Glutathione protects heavy metal-induced inhibition of hepatic microsomal ethoxyresorufin O-deethylase activity in Dicentrarchus labrax L.

Abstract

The in vitro effects of chromium (Cr(VI)), copper (Cu²⁺), iron (Fe²⁺), mercury (Hg²⁺), and zinc (Zn²⁺) were assessed on liver microsomal ethoxyresorufin O-deethylase (EROD) activity from a sea bass (Dicentrarchus labrax L.) preexposed under laboratory conditions to 2.7 μM β-naphthoflavone. The reduced glutathione (GSH) protection potential against heavy metal effects was also studied. The heavy metal concentration ranges used for this study were as follows: 10 pM–5 mM Cr(VI), 10 pM–100 μM Cu²⁺, 10 pM–1 mM Fe²⁺, 10 pM–10 μM Hg²⁺, and 10 pM–100 μM Zn²⁺. Liver microsomal EROD activity was significantly inhibited after in vitro exposure to Cr(VI) (500 μM), Cu²⁺ (1 μM), Fe²⁺ (100 μM), Hg²⁺ (100 pM), and Zn²⁺ (10 μM). Heavy metals inhibitory effect on liver EROD activity was ordered as follows: Hg²⁺>Cu²⁺>Zn²⁺>Fe²⁺>Cr(VI). Protective effects against Hg²⁺ (1 and 10 μM), Cu²⁺ (1, 10, and 100 μM), and Zn²⁺ (10, 50, and 100 μM) were observed in the presence of 0.5 mM GSH by a decrease in liver microsomal EROD activity inhibition. However, 0.5 mM GSH did not protect liver microsomal EROD activity from Cr(VI), and Fe²⁺-induced inhibition. The effect of metal mixtures (Cu²⁺+Zn²⁺, Zn²⁺+Fe²⁺, Zn²⁺+Cr(VI), and Cr(VI)+Fe²⁺) (100 μM) on liver microsomal EROD activity was also assessed, revealing a synergistic interaction.

Introduction

The presence of industrial, agricultural, and other chemicals in the aquatic environment has been recognized as a potential threat to the aquatic environment.
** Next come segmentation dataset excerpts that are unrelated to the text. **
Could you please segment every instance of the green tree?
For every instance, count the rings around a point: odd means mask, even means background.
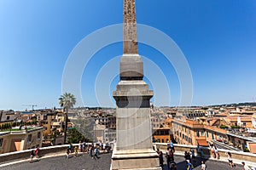
[[[65,93],[59,98],[59,103],[61,107],[63,107],[65,128],[64,128],[64,143],[67,143],[67,120],[68,120],[68,110],[76,104],[76,98],[70,93]]]
[[[79,133],[76,128],[68,129],[68,143],[69,144],[78,144],[79,141],[91,142],[86,139],[81,133]]]

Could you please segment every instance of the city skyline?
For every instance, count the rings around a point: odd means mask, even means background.
[[[137,23],[166,33],[183,53],[193,79],[192,105],[253,101],[256,3],[145,2],[136,2]],[[59,107],[58,98],[65,93],[61,92],[62,73],[69,54],[86,36],[122,23],[122,1],[1,1],[0,110],[26,109],[23,105],[37,105],[35,109]],[[111,96],[119,82],[122,50],[122,42],[116,42],[102,47],[90,58],[81,79],[85,106],[114,107]],[[147,44],[139,43],[138,50],[145,56],[144,80],[156,94],[153,103],[178,105],[179,80],[173,65]],[[111,75],[105,77],[110,82],[97,82],[102,69],[113,60]],[[150,69],[149,61],[158,68]],[[159,68],[167,82],[169,95],[159,88],[162,80]],[[102,90],[108,93],[96,97],[96,91]]]

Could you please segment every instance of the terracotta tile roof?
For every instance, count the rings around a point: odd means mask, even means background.
[[[206,139],[197,139],[196,141],[200,146],[209,146]]]

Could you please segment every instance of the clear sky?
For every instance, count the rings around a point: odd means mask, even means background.
[[[70,53],[93,31],[121,23],[122,10],[121,0],[1,0],[0,109],[31,109],[24,105],[37,105],[35,109],[58,107]],[[193,77],[192,105],[256,99],[254,0],[137,0],[137,23],[165,32],[183,51]],[[150,60],[164,73],[171,91],[167,95],[160,88],[154,88],[162,80],[147,78],[158,77],[159,71],[148,71],[145,61],[145,81],[155,94],[153,103],[177,105],[180,84],[172,64],[146,44],[139,43],[139,54],[145,56],[143,61]],[[122,43],[117,42],[91,57],[81,80],[85,106],[114,107],[111,96],[118,76],[110,85],[96,79],[101,69],[120,55]],[[118,73],[118,62],[111,69],[109,74]],[[97,89],[107,92],[107,96],[96,97]]]

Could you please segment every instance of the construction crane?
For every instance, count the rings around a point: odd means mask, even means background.
[[[29,107],[32,107],[32,110],[34,110],[34,107],[37,107],[37,105],[22,105],[23,106],[29,106]]]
Among water contaminants, heavy metals reach the highest concentrations in sediments and in aquatic organisms (Gumgum et al., 1994). Mercury (Hg), lead (Pb), and cadmium (Cd) are considered the most dangerous metals in the aquatic environment (Goyer et al., 1995). Essential metals, such as chromium (Cr), copper (Cu), zinc (Zn), and iron (Fe) have also shown their toxic effects when their intake is excessively high (Pipe et al., 1999; Suresh et al., 1992). Being indestructible in biological tissues, heavy metals when incorporated into an organism have their toxicological effects regulated by two general mechanisms, namely the specific binding to ligands and excretion.
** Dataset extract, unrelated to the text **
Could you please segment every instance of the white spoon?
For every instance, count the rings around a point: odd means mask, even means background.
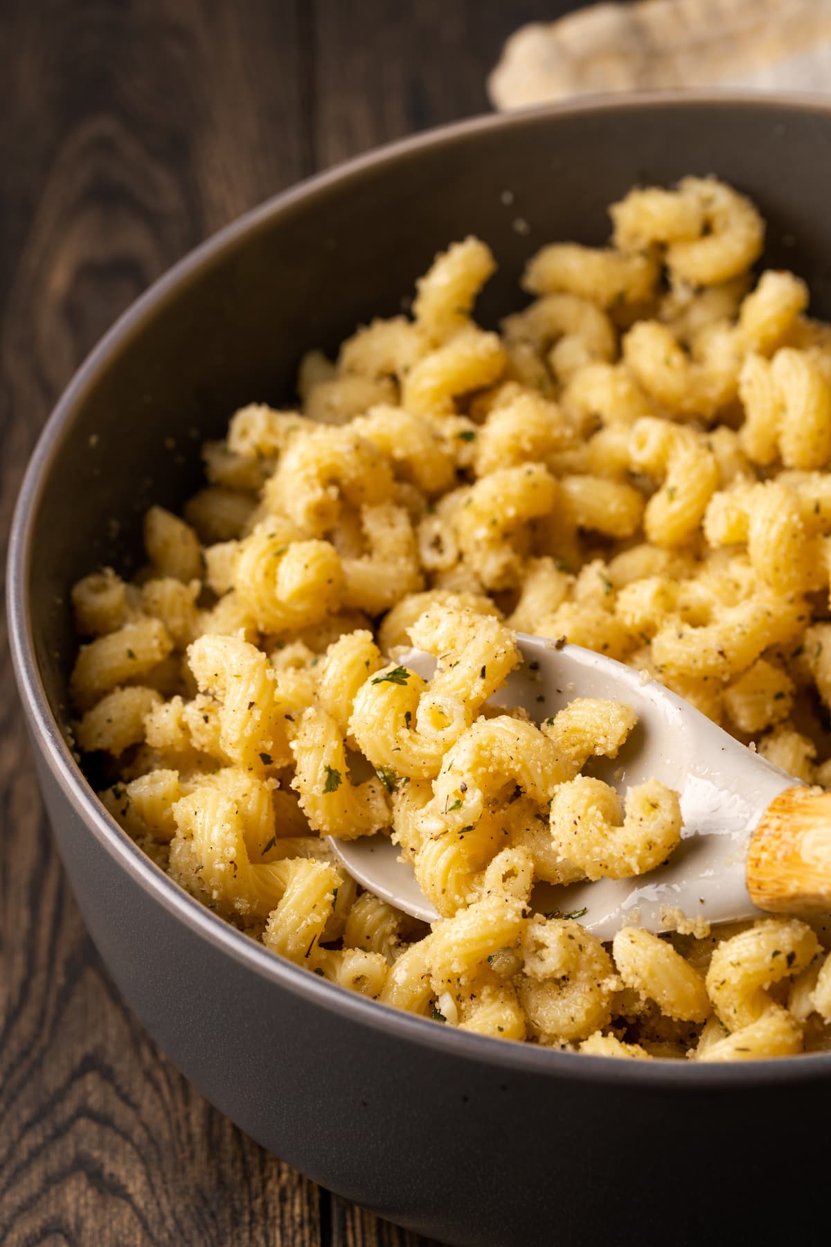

Ethoxyresorufin O-deethylase (EROD) measurement in fish is used as an in vivo biomarker of exposure to polycyclic aromatic hydrocarbons and structurally related compounds (Stegeman and Hahn, 1994; Buchelli and Fent, 1995). Fish liver microsomal EROD activity may be inhibited by heavy metals (Viarengo et al., 1997). Our previous studies have clearly shown a significant liver microsomal EROD activity inhibition in eel's liver organ culture exposed to Cr(VI), after in vivo β-naphthoflavone (BNF) exposure (Oliveira et al., 2003).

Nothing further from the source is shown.